Dr. Barkhordarian’s study provides critical insights into the mechanisms behind these heatwaves. The research proves, for the first time, that heatwaves are produced when sea ice melts early and rapidly after the winter. This process allows for the accumulation of considerable heat in the water by July, when solar radiation reaches its peak. 

“In 2007, a new phase began in the Arctic,” said Dr. Barkhordarian, who is an expert on climate statistics. “There is less and less of the thicker, several-year-old ice, while the percentage of thin, seasonal ice is consistently increasing.” 

Potential consequences 

The implications of these findings are far-reaching. Marine heatwaves, as defined by the study, occur when temperatures at the water’s surface are higher than 95 percent of the values from the past 30 years for at least five consecutive days.

This new climate in the Arctic not only leads to the continual loss of sea ice but also results in warmer waters, both of which pose substantial threats to the Arctic ecosystem. The potential consequences include the collapse of food chains, reduction in fish stocks, and an overall decline in biodiversity.

Sobering projection 

At the heart of this study is the concept of attribution research, which seeks to delineate the extent of human influence on climate events.
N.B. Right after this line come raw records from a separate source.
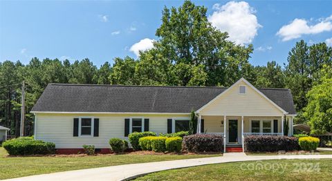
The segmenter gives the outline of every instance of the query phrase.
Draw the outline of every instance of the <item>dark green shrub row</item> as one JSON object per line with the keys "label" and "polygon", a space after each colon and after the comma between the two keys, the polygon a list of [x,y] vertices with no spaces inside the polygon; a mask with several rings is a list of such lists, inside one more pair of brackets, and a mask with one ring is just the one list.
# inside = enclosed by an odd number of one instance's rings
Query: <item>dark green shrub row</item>
{"label": "dark green shrub row", "polygon": [[166,151],[165,141],[167,137],[147,136],[140,138],[139,145],[143,151],[154,151],[156,152]]}
{"label": "dark green shrub row", "polygon": [[184,151],[189,152],[222,152],[223,137],[216,135],[196,134],[185,136],[182,142]]}
{"label": "dark green shrub row", "polygon": [[299,144],[302,150],[316,150],[320,144],[320,139],[311,136],[301,137],[299,138]]}
{"label": "dark green shrub row", "polygon": [[83,149],[84,149],[85,154],[88,155],[93,155],[95,154],[95,146],[83,144]]}
{"label": "dark green shrub row", "polygon": [[55,152],[52,142],[35,140],[31,137],[19,137],[3,142],[3,148],[10,155],[46,155]]}
{"label": "dark green shrub row", "polygon": [[307,137],[308,135],[306,134],[297,134],[297,135],[294,135],[293,136],[297,138],[300,138],[302,137]]}
{"label": "dark green shrub row", "polygon": [[165,142],[166,150],[169,152],[180,152],[182,149],[182,138],[172,137],[166,139]]}
{"label": "dark green shrub row", "polygon": [[189,135],[189,131],[179,131],[179,132],[174,133],[160,133],[159,135],[160,136],[165,136],[165,137],[183,137],[186,135]]}
{"label": "dark green shrub row", "polygon": [[140,150],[140,144],[138,140],[140,138],[147,136],[156,136],[156,133],[145,131],[142,133],[134,132],[128,135],[128,139],[129,140],[130,144],[133,149],[136,151]]}
{"label": "dark green shrub row", "polygon": [[180,137],[147,136],[140,138],[139,143],[143,151],[180,152],[182,149]]}
{"label": "dark green shrub row", "polygon": [[128,149],[128,142],[117,137],[111,138],[109,145],[111,149],[116,153],[122,153]]}
{"label": "dark green shrub row", "polygon": [[244,139],[246,152],[277,152],[299,149],[299,141],[295,137],[254,135]]}

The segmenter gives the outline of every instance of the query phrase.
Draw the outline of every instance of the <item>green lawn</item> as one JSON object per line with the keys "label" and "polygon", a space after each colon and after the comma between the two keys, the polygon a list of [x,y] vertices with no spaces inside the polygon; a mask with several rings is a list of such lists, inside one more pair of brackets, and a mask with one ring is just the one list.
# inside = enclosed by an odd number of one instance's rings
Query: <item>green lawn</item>
{"label": "green lawn", "polygon": [[0,147],[0,180],[131,163],[220,156],[216,155],[106,155],[83,157],[6,157]]}
{"label": "green lawn", "polygon": [[[331,180],[331,162],[332,159],[274,160],[224,163],[160,171],[137,180]],[[257,166],[260,165],[264,167]]]}

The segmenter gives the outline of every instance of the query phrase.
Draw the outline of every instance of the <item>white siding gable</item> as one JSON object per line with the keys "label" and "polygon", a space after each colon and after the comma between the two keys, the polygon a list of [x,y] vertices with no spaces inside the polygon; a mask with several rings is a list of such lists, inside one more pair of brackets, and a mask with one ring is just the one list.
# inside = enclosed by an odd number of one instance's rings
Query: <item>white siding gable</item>
{"label": "white siding gable", "polygon": [[[239,93],[239,86],[246,85],[246,93]],[[221,96],[199,110],[202,115],[279,116],[283,111],[262,96],[243,79],[235,83]]]}

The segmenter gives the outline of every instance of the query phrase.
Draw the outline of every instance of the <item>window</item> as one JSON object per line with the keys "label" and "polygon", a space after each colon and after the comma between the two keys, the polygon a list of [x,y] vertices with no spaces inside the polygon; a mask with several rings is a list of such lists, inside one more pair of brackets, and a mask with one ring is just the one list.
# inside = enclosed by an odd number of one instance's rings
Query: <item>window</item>
{"label": "window", "polygon": [[175,133],[189,131],[189,120],[175,120]]}
{"label": "window", "polygon": [[142,118],[133,118],[131,120],[131,133],[142,132]]}
{"label": "window", "polygon": [[91,117],[80,118],[80,135],[93,135],[93,122]]}
{"label": "window", "polygon": [[260,121],[251,121],[251,133],[259,133]]}
{"label": "window", "polygon": [[239,86],[239,94],[246,94],[247,86]]}
{"label": "window", "polygon": [[271,133],[270,121],[263,121],[263,133]]}

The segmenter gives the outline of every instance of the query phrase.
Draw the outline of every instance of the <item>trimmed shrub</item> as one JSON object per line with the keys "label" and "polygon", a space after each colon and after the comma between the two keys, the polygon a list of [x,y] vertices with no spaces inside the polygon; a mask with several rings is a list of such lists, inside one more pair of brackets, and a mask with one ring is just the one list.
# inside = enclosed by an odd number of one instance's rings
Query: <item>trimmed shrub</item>
{"label": "trimmed shrub", "polygon": [[111,138],[109,142],[111,150],[116,153],[122,153],[128,148],[128,142],[120,138]]}
{"label": "trimmed shrub", "polygon": [[154,137],[154,136],[147,136],[140,138],[138,140],[139,145],[142,151],[151,151],[151,139]]}
{"label": "trimmed shrub", "polygon": [[130,144],[134,150],[140,150],[140,143],[139,140],[141,137],[146,136],[156,136],[156,133],[151,131],[145,131],[142,133],[134,132],[128,135],[128,139],[129,140]]}
{"label": "trimmed shrub", "polygon": [[297,138],[300,138],[300,137],[308,137],[308,135],[306,135],[306,134],[297,134],[297,135],[294,135],[293,136],[296,137]]}
{"label": "trimmed shrub", "polygon": [[169,152],[180,152],[182,149],[182,138],[181,137],[168,137],[165,144],[166,150]]}
{"label": "trimmed shrub", "polygon": [[165,152],[166,151],[165,141],[167,137],[163,136],[149,136],[149,140],[151,142],[151,149],[156,152]]}
{"label": "trimmed shrub", "polygon": [[316,150],[320,144],[320,139],[314,137],[307,136],[299,138],[299,144],[302,150]]}
{"label": "trimmed shrub", "polygon": [[83,146],[83,149],[84,149],[85,154],[88,155],[95,155],[95,145],[84,144],[82,146]]}
{"label": "trimmed shrub", "polygon": [[54,143],[36,140],[31,137],[12,139],[4,142],[2,146],[10,155],[46,155],[55,152]]}
{"label": "trimmed shrub", "polygon": [[168,137],[183,137],[186,135],[189,135],[189,131],[179,131],[174,133],[160,133],[160,136],[165,136]]}
{"label": "trimmed shrub", "polygon": [[299,150],[298,139],[288,136],[248,136],[244,139],[246,152],[277,152]]}
{"label": "trimmed shrub", "polygon": [[216,135],[196,134],[185,136],[182,141],[184,151],[189,152],[222,152],[223,137]]}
By comparing the observed phenomena with models of a world unaffected by anthropogenic greenhouse gases, the research underscores the undeniable impact of human activity on the frequency and severity of marine heatwaves in the Arctic. 

Through the use of satellite data and coupled climate models, the study not only documents the current state of the Arctic Ocean but also provides a sobering projection of its future.

The human factor

“Event attribution analysis demonstrates that the 103-day long 2020 event – the most intense (4 ∘C) recorded so far in the Arctic – would be exceptionally unlikely in the absence of greenhouse gas forcing in terms of both intensity and duration,” wrote the study authors. 

“Our further results imply that if greenhouse gas emissions continue to rise, along with the expansion of first-year ice extent, moderate marine heatwaves in the Arctic will very likely persistently reoccur.”

As marine heatwaves become an annual occurrence in the Arctic, the study highlights the critical importance of understanding and addressing the human contributions to climate change.

Arctic heatwave of 2020

The Arctic heatwave of 2020 was marked by record-breaking temperatures, with a staggering 38°C (100.4°F) recorded in the Siberian town of Verkhoyansk on June 20, 2020. This temperature was confirmed by the World Meteorological Organization (WMO) as a new Arctic record.

The heatwave led to devastating wildfires, significant sea ice loss, and contributed to making 2020 one of the three warmest years on record. The average temperatures over Arctic Siberia reached up to 10°C above normal for much of the summer, emphasizing the rapid warming of the Arctic region.

The study is published in the journal Nature Communications.